Com efeito, as referidas “medidas especiais” estabelecem um regime de excepção a adoptar em relação a todos os grandes contratos públicos que, até 2022, vão ser ce­le­brados pelo Estado e pelas autarquias locais para o relançamento da economia em matéria de projetos cofinanciados por fundos europeus, de habitação e descentra­li­za­ção, de tecnologias de informação e conhecimento, de execução do Programa de Esta­bi­li­­zação Económica e Social, de gestão de combustíveis no âmbito do Sistema de Gestão Integrada de Fogos Rurais e de bens agroalimentares.

E o que, em relação a todos estes contratos, se estabelece é que eles poderão ser ce­le­brados sem realização de concursos até valores altíssimos, corres­pon­dentes aos valores dos limiares das Diretivas Europeias, e sem a imposição de limites quanto à cele­bra­ção de su­cessivos contratos com as mesmas entidades. Não é, assim, ne­ces­sário jus­ti­fi­car a dispensa de concurso em razão da urgência, que a lei presume em conformidade com as re­co­­men­dações do Tribunal de Contas –​ e o Có­digo dos Contratos Públi­cos exige para os contratos de maior valor. E, cereja no topo do bolo, o universo dos contratos abrangidos nem sequer está fechado, pois pode ser alargado por des­pa­cho ministerial (!) a quaisquer contratos, desde que cada ministro, na sua área de intervenção, considere que eles visam dar cumprimento ao Programa de Estabilização Econó­mica e Social aprovado pelo Governo.

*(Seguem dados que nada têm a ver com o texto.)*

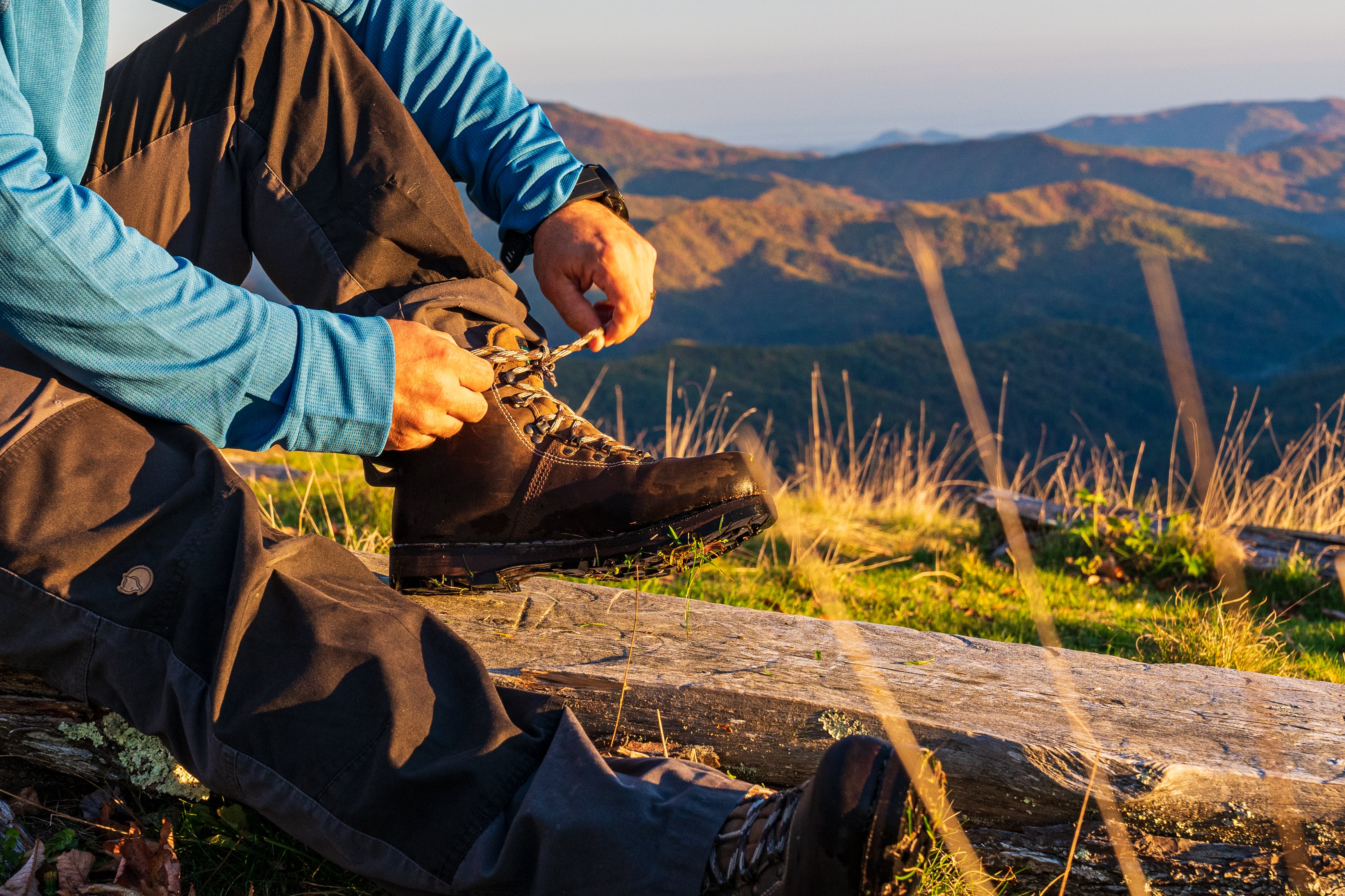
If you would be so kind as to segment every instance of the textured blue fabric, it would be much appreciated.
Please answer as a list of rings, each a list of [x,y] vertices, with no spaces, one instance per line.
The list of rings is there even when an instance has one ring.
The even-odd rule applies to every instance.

Este regime faz lembrar o regime do Decreto-Lei n.º 34/2009, de 6 de fevereiro, de tris­te memória, que estabeleceu um regime semelhante para di­na­mizar a eco­nomia nos domínios da modernização do parque escolar, ener­gias reno­váveis, eficiência ener­­gética e redes de transporte de energia, modernização da infra-estrutura tec­no­ló­gica e reabilitação urbana — regime que esteve na origem, entre outros, de contratos faraó­­ni­cos que ainda hoje são notícia, celebrados pela empresa pública Par­que Es­co­lar. Ora, o que a presente Proposta de Lei de­mons­tra é que nem com os erros anterior­men­te come­ti­dos, entre nós, se aprende.

Os concursos, tal como as avaliações de custo-benefício, não são maçadas que só ser­­vem para se perder tempo, mas importantes instrumentos de racionalização na afe­tação dos recursos públicos, que, por um lado, permitem evitar a concretização de pro­­­­­­­jetos imponderados e, pelo outro, escolher, de forma trans­pa­ren­te, as pro­­postas mais eficientes, em condições de igualdade de oportunidade em relação aos dife­rentes ope­radores econó­mi­cos.

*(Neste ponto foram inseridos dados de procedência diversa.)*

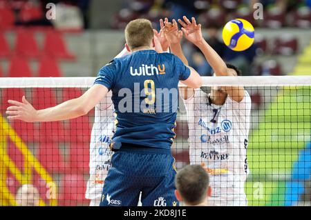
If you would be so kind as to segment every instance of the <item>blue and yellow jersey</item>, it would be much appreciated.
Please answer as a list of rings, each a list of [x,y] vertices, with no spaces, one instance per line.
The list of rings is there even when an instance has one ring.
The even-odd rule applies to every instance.
[[[176,56],[140,50],[102,68],[95,84],[113,92],[115,143],[169,149],[175,137],[178,81],[190,70]]]

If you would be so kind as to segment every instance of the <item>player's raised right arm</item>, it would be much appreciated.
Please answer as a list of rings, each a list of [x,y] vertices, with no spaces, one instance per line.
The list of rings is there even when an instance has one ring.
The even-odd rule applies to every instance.
[[[6,114],[9,119],[18,119],[27,122],[53,121],[70,119],[86,114],[103,99],[108,89],[102,85],[94,85],[81,97],[66,101],[56,106],[36,110],[23,97],[22,102],[8,100],[12,106],[8,108]]]
[[[193,68],[188,66],[188,61],[185,57],[181,47],[180,41],[182,39],[182,32],[178,30],[177,22],[173,20],[173,23],[169,22],[167,19],[164,21],[166,30],[165,37],[171,46],[171,50],[182,63],[189,68],[190,75],[185,80],[182,80],[182,83],[191,88],[198,88],[202,86],[202,80],[198,72]]]

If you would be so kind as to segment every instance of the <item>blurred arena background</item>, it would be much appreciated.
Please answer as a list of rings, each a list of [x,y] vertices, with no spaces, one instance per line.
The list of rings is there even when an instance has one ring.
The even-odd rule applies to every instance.
[[[264,6],[263,19],[254,19],[253,6],[256,2]],[[55,20],[46,19],[48,3],[56,4]],[[180,18],[182,15],[196,17],[204,28],[209,43],[226,61],[239,67],[245,75],[311,74],[309,0],[0,0],[0,77],[95,77],[98,70],[123,48],[124,28],[129,21],[147,18],[158,28],[160,18]],[[223,26],[238,17],[250,21],[256,32],[256,43],[240,52],[225,47],[221,39]],[[183,49],[191,66],[202,76],[211,75],[211,67],[196,48],[185,42]],[[252,92],[252,115],[269,116],[278,101],[271,99],[273,96],[265,94],[264,90]],[[19,99],[22,92],[27,93],[27,90],[1,90],[2,131],[8,128],[4,110],[7,100]],[[66,99],[82,91],[62,92]],[[310,90],[306,92],[307,99],[294,100],[288,105],[303,102],[308,109],[295,116],[301,122],[294,132],[309,136],[310,141]],[[56,100],[58,97],[53,97],[50,91],[38,90],[32,93],[42,97],[37,99],[37,106],[47,107],[45,103],[53,105],[62,101]],[[44,103],[40,101],[43,97],[46,98]],[[288,108],[284,106],[282,110]],[[286,114],[281,110],[276,114],[280,117]],[[32,183],[39,189],[41,205],[88,206],[84,192],[89,173],[93,116],[91,113],[68,123],[50,123],[44,126],[12,123],[9,135],[15,138],[9,140],[8,135],[0,134],[0,206],[14,206],[12,200],[24,183]],[[173,151],[177,166],[181,168],[189,163],[188,130],[183,108],[178,119],[178,138]],[[266,141],[262,147],[260,140],[252,142],[252,137],[264,132],[261,130],[263,122],[256,121],[256,119],[259,117],[253,117],[247,151],[251,174],[245,190],[249,205],[311,206],[311,143],[297,142],[299,143],[294,147],[280,148],[277,142]],[[290,120],[294,119],[290,117]],[[272,122],[270,123],[273,126]],[[79,130],[67,135],[64,128],[70,126],[77,126]],[[308,133],[305,133],[306,129]],[[285,136],[293,134],[290,130],[285,132]],[[21,141],[16,137],[24,143],[21,148],[16,147],[15,143]],[[41,143],[48,143],[49,147],[40,148]],[[25,169],[33,157],[39,161],[36,166],[39,167],[38,170],[43,170],[41,173]],[[56,183],[55,199],[48,199],[46,196],[50,193],[48,182]]]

Por outro lado, está por demonstrar que todos os contratos a cele­brar até 2022 em to­dos os sec­tores re­fe­ridos são, por definição e natureza, carac­te­rizados por uma ur­gên­­cia in­com­patível com a realização de concursos e com a inob­ser­vância de outras re­gras diri­gi­das a promover a racionalidade e a transparência. Ao que acresce que os concursos não têm de ser tão demorados assim e que a lei já esta­be­lece regimes em que a urgência devidamente fundamentada, quando efetivamente exista, permite pres­cin­dir da sua rea­liza­ção: a dispensa da exigência de fun­da­mentação só pode, pois, ser­vir para dar cobertura a situa­ções em que a urgência não se justifica.

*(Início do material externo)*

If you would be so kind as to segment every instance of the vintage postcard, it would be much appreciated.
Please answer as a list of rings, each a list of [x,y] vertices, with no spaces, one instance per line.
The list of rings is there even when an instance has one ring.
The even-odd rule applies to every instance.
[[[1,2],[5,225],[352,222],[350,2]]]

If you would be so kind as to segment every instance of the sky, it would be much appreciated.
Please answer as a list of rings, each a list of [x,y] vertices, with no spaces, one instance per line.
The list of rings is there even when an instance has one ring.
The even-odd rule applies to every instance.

É difícil perceber se o que sustenta a Proposta de Lei em referência é apenas vo­lun­­tarismo e inconsciência. Mas não importa: em qualquer caso, o que nela se propõe é um regime que cria condições objetivas para um assalto sem precedentes aos fundos públicos, pelo que se impõe, se ainda for a tempo, um apelo ao bom senso. Para evitar que os anos de 2021 e 2022 venham a ficar ins­critos como mais uma página negra na triste história nacional de delapidação dos re­cur­sos de to­dos em benefício de uns poucos.